Je me permets ici un petit point sur le personnage de Mademoiselle Saeki que j’ai trouvé fascinant. C’est peut-être une des pierres angulaires du livre. Une de celles qui est entrée mais qui n’est pas totalement sortie. Mademoiselle Saeki a perdu son amour de jeunesse, évènement traumatisant à la suite duquel elle n’a plus jamais vraiment été la même. C’est comme si ce jour-là, la jeune fille pleine de vie qu’elle était pendant les jours heureux de ses quinze ans l’avait abandonnée, restant coincée dans les limbes, dans cet ailleurs à peine perceptible, dans ce lieu de mémoire entre le vie et la mort ou Kafka peut percevoir à la fois la jeune fille qu’elle a été et la femme qu’elle est aujourd’hui. Il y aurait, là-encore, beaucoup à dire sur Mademoiselle Saeki, touchante à de multiples niveaux.

Kafka poursuivra sa quête, son cheminement personnel (la forêt labyrinthique), se perdra dans ses souvenirs, dans une vie n’étant qu’hypothèses et possibilités mais il décidera, au contraire d’Orphée, de ne pas se retourner et de laisser Eurydice derrière lui. Il faut fermer ce qui a été ouvert. Il faut laisser Eurydice de l’autre côté, sa mère, sa sœur, le souvenir de Mademoiselle Saeki. Kafka doit les laisser pour se retrouver, à son réveil, dans un monde complètement différent.

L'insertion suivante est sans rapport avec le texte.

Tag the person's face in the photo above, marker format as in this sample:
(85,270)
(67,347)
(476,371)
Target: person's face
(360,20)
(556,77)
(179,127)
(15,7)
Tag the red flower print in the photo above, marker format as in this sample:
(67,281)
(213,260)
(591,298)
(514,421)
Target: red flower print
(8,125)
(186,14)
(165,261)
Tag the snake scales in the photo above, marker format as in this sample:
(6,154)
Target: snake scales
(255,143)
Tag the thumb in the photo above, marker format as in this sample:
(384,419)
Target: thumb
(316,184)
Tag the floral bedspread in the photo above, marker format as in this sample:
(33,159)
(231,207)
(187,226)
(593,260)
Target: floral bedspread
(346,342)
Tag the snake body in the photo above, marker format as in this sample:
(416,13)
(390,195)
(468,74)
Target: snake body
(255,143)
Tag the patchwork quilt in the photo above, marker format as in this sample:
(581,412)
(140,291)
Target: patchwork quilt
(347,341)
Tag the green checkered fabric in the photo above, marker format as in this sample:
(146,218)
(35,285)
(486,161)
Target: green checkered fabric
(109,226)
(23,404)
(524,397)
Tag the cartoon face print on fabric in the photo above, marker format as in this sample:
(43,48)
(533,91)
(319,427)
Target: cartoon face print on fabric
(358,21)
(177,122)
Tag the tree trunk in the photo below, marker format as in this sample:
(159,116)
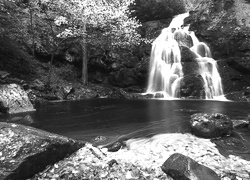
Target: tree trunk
(84,58)
(50,69)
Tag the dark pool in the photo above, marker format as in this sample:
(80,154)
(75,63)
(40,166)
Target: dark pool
(124,119)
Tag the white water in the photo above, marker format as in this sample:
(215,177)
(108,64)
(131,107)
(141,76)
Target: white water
(166,67)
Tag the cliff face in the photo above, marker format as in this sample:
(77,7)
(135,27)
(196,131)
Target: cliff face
(224,25)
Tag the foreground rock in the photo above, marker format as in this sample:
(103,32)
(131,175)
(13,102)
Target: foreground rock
(179,167)
(13,99)
(26,151)
(142,158)
(211,125)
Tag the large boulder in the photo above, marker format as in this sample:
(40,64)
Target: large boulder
(211,125)
(26,151)
(13,99)
(181,167)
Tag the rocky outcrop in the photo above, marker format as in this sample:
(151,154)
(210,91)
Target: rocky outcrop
(13,99)
(211,125)
(26,151)
(182,167)
(224,25)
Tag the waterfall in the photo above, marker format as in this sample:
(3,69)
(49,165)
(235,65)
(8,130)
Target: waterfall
(172,77)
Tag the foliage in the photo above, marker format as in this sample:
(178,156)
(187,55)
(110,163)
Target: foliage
(149,10)
(45,26)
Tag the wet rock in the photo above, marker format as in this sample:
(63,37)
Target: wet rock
(181,167)
(112,162)
(240,123)
(37,85)
(26,151)
(210,125)
(225,27)
(26,120)
(64,91)
(124,78)
(3,74)
(114,147)
(192,86)
(14,99)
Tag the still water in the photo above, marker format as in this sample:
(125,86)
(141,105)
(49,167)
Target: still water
(117,119)
(114,119)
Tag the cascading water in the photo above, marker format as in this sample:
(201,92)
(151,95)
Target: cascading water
(169,76)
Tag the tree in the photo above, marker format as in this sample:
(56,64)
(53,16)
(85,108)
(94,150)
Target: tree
(150,10)
(85,19)
(47,24)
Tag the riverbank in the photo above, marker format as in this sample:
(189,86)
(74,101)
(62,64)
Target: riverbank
(143,158)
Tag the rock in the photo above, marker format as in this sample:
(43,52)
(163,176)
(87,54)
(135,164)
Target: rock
(114,147)
(14,99)
(3,74)
(181,167)
(112,162)
(225,27)
(26,120)
(210,125)
(38,85)
(124,78)
(240,124)
(26,151)
(192,86)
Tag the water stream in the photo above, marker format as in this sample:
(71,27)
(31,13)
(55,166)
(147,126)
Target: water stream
(170,74)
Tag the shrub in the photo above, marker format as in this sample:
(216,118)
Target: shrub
(149,10)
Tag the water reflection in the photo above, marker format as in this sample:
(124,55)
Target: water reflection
(126,119)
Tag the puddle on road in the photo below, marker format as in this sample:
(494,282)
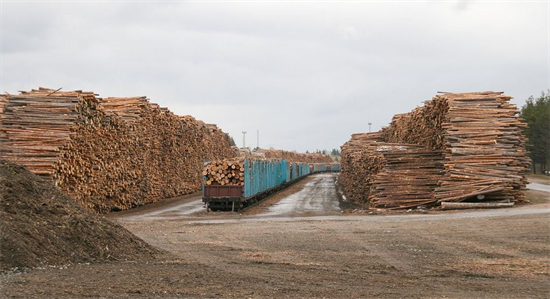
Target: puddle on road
(318,197)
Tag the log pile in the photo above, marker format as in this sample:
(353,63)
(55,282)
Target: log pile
(224,172)
(294,156)
(408,177)
(476,137)
(359,165)
(108,154)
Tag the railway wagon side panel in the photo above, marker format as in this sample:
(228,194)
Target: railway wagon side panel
(260,176)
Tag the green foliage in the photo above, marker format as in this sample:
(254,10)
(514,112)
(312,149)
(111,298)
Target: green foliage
(536,112)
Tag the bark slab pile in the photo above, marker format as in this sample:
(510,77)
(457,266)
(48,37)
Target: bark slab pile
(457,147)
(107,154)
(294,157)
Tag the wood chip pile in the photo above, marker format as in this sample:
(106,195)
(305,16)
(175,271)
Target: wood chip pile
(108,154)
(473,149)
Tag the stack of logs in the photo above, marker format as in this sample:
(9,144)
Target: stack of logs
(224,172)
(108,154)
(294,156)
(465,146)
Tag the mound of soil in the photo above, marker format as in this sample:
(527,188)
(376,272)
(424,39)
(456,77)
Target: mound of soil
(41,226)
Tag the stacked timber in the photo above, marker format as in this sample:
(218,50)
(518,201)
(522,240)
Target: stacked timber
(294,156)
(408,177)
(224,172)
(477,137)
(359,164)
(108,154)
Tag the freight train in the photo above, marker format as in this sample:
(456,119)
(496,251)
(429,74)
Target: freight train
(261,178)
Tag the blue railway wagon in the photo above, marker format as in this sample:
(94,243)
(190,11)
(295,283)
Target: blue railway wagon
(260,176)
(260,179)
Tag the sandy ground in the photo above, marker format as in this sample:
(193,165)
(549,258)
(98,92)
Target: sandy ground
(284,250)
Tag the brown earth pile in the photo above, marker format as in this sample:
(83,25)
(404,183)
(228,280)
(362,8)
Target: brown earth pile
(41,226)
(108,154)
(479,136)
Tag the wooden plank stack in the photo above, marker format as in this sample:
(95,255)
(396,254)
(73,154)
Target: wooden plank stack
(294,156)
(359,164)
(476,137)
(108,154)
(408,177)
(224,172)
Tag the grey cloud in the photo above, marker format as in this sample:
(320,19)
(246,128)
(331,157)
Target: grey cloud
(306,74)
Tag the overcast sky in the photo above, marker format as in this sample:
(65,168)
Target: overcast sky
(306,74)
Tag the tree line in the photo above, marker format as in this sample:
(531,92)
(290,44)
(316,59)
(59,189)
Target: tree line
(536,113)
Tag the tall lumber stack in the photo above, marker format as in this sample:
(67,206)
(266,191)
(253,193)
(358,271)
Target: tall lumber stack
(478,138)
(359,165)
(107,154)
(295,157)
(417,170)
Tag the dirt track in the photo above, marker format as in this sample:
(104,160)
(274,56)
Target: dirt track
(482,254)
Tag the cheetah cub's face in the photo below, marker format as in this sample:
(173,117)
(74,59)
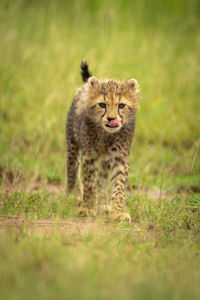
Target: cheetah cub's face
(112,103)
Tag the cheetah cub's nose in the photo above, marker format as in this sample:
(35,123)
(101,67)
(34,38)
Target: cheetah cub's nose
(113,122)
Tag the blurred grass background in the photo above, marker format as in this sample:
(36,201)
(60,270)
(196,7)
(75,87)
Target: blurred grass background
(157,42)
(41,46)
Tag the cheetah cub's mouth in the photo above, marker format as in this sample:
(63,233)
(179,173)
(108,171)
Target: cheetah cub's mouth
(113,123)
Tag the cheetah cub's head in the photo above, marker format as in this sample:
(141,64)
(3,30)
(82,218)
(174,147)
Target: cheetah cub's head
(112,103)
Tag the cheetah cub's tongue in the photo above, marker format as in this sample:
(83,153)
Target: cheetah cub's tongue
(114,123)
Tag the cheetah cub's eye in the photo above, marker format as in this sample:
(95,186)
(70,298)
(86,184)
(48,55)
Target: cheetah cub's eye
(102,105)
(121,105)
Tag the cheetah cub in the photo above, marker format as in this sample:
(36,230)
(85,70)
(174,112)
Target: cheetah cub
(100,125)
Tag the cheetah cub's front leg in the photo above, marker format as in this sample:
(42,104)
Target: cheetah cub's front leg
(119,181)
(89,203)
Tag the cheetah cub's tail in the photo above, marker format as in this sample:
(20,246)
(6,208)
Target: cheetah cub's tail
(85,73)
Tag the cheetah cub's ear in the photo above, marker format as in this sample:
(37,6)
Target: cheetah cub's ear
(92,81)
(133,84)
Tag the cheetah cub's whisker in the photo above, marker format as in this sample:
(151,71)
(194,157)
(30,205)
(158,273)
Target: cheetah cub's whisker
(100,126)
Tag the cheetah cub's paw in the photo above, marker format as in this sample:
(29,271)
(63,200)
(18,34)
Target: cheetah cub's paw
(104,209)
(86,212)
(120,216)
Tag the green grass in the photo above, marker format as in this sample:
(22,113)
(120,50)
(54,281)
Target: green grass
(42,45)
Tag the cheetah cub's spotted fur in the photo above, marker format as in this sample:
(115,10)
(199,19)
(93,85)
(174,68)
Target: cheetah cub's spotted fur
(100,125)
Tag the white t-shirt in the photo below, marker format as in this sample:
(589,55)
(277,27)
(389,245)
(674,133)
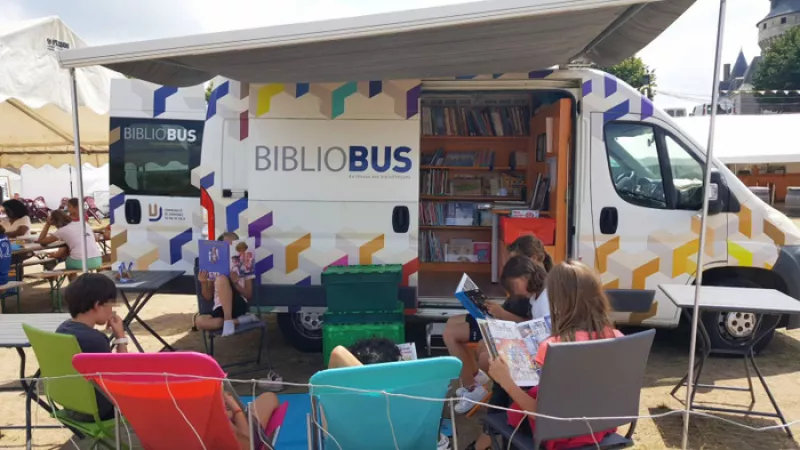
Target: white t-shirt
(23,222)
(540,307)
(71,235)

L’histoire de Kafka n’aurait pas été si puissante et si onirique (malgré la somme astronomique de symboles distillés tout au long du livre) sans les péripéties en parallèle de  Nakata, vieil homme un peu simplet (au premier abord) qui lui aussi chemine dans cette quête identitaire, quête dont il n’a que vaguement conscience.

Voyez-vous, Nakata n’est pas un vieil homme comme les autres. Il est entré mais il n’est jamais vraiment ressorti. Lors d’un évènement inexplicable au Japon lors de la seconde guerre mondiale, un groupe d’enfants a perdu connaissance dans la forêt et s’est réveillé quelques minutes plus tard sans le moindre souvenir de ce qui leur était arrivé et sans aucunes séquelles apparentes. Tous sauf un. Nakata est resté de l’autre côté, dans le coma, pendant quelques semaines et s’est réveillé complètement vide. Ses souvenirs effacés comme une bibliothèque sans livres.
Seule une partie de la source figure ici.